CHAPTER VII
A week following the day of meetings on the Motterone, Luigi the spy was in Milan, making his way across the Piazza de’ Mercanti. He entered a narrow court, one of those which were anciently built upon the Oriental principle of giving shade at the small cost of excluding common air. It was dusky noon there through the hours of light, and thrice night when darkness fell. The atmosphere, during the sun’s short passage overhead, hung with a glittering heaviness, like the twinkling iron-dust in a subterranean smithy. On the lower window of one of the houses there was a board, telling men that Barto Rizzo made and mended shoes, and requesting people who wished to see him to make much noise at the door, for he was hard of hearing. It speedily became known in the court that a visitor desired to see Barto Rizzo. The noise produced by Luigi was like that of a fanatical beater of the tomtom; he knocked and banged and danced against the door, crying out for his passing amusement an adaptation of a popular ballad:—
“Oh, Barto, Barto! my boot is sadly worn: The toe is seen that should be veiled from sight. The toe that should be veiled like an Eastern maid: like a sultan’s daughter: Shocking! shocking! One of a company of ten that were living a secluded life in chaste privacy! Oh, Barto, Barto! must I charge it to thy despicable leather or to my incessant pilgrimages?

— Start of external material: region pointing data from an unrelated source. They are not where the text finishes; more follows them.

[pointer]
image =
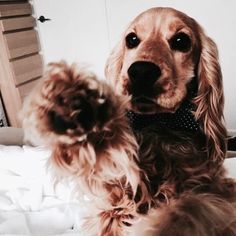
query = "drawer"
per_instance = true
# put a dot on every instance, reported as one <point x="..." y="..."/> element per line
<point x="25" y="89"/>
<point x="22" y="43"/>
<point x="18" y="9"/>
<point x="17" y="23"/>
<point x="26" y="69"/>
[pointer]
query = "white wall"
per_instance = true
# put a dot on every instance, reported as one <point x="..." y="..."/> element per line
<point x="87" y="30"/>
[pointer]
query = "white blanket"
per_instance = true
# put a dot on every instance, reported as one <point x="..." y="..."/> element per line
<point x="29" y="204"/>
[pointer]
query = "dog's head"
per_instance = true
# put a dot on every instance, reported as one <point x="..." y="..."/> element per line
<point x="161" y="52"/>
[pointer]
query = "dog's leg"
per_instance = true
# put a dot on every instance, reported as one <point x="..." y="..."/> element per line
<point x="82" y="120"/>
<point x="191" y="214"/>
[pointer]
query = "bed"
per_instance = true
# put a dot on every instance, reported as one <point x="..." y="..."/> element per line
<point x="30" y="204"/>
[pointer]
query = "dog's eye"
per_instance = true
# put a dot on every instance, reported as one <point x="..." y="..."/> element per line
<point x="180" y="42"/>
<point x="132" y="40"/>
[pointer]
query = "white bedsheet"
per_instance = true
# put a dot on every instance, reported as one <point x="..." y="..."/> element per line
<point x="29" y="204"/>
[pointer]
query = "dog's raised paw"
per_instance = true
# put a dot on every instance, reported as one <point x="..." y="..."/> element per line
<point x="77" y="103"/>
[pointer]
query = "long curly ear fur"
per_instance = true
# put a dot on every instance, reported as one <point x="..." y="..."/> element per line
<point x="210" y="99"/>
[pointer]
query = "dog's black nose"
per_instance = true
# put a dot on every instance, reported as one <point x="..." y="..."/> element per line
<point x="144" y="73"/>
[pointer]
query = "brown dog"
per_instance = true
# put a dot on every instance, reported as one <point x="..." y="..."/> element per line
<point x="164" y="176"/>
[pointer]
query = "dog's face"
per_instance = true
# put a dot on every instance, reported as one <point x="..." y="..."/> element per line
<point x="159" y="57"/>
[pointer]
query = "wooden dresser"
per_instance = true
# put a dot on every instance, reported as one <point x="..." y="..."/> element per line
<point x="21" y="63"/>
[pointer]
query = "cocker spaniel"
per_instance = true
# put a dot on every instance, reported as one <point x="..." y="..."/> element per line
<point x="146" y="148"/>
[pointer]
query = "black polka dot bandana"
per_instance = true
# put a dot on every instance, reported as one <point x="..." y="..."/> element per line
<point x="182" y="120"/>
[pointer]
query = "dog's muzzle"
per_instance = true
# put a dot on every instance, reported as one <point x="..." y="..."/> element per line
<point x="142" y="77"/>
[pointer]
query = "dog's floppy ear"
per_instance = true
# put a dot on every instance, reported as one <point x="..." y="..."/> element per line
<point x="114" y="63"/>
<point x="210" y="99"/>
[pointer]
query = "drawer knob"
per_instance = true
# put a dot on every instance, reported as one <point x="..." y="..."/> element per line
<point x="42" y="19"/>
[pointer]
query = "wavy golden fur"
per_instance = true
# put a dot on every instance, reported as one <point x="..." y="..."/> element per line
<point x="151" y="180"/>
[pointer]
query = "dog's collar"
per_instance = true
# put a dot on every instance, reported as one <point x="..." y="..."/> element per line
<point x="182" y="120"/>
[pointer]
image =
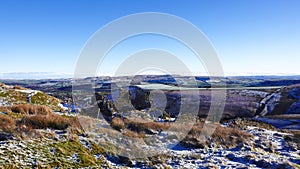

One fair toe! I fear presently the corruption of the remaining nine: Then, alas! what do I go on? How shall I come to a perfumed end, who walk on ten indecent toes? Well may the delicate gentlemen sneer at me and scorn me: As for the angelic Lady who deigns to look so low, I may say of her that her graciousness clothes what she looks at: To her the foot, the leg, the back: To her the very soul is bared: But she is a rarity upon earth. Oh, Barto, Barto, she is rarest in Milan! I might run a day’s length and not find her. If, O Barto, as my boot hints to me, I am about to be stripped of my last covering, I must hurry to the inconvenient little chamber of my mother, who cannot refuse to acknowledge me as of this pattern: Barto, O shoemaker! thou son of artifice and right-hand-man of necessity, preserve me in the fashion of the time: Cobble me neatly: A dozen wax threads and I am remade:—Excellent! I thank you! Now I can plant my foot bravely: Oh, Barto, my shoemaker! between ourselves, it is unpleasant in these refined days to be likened at all to that preposterous Adam!”
The omission of the apostrophes to Barto left it one of the ironical, veiled Republican, semi-socialistic ballads of the time, which were sung about the streets for the sharpness and pith of the couplets, and not from a perception of the double edge down the length of them.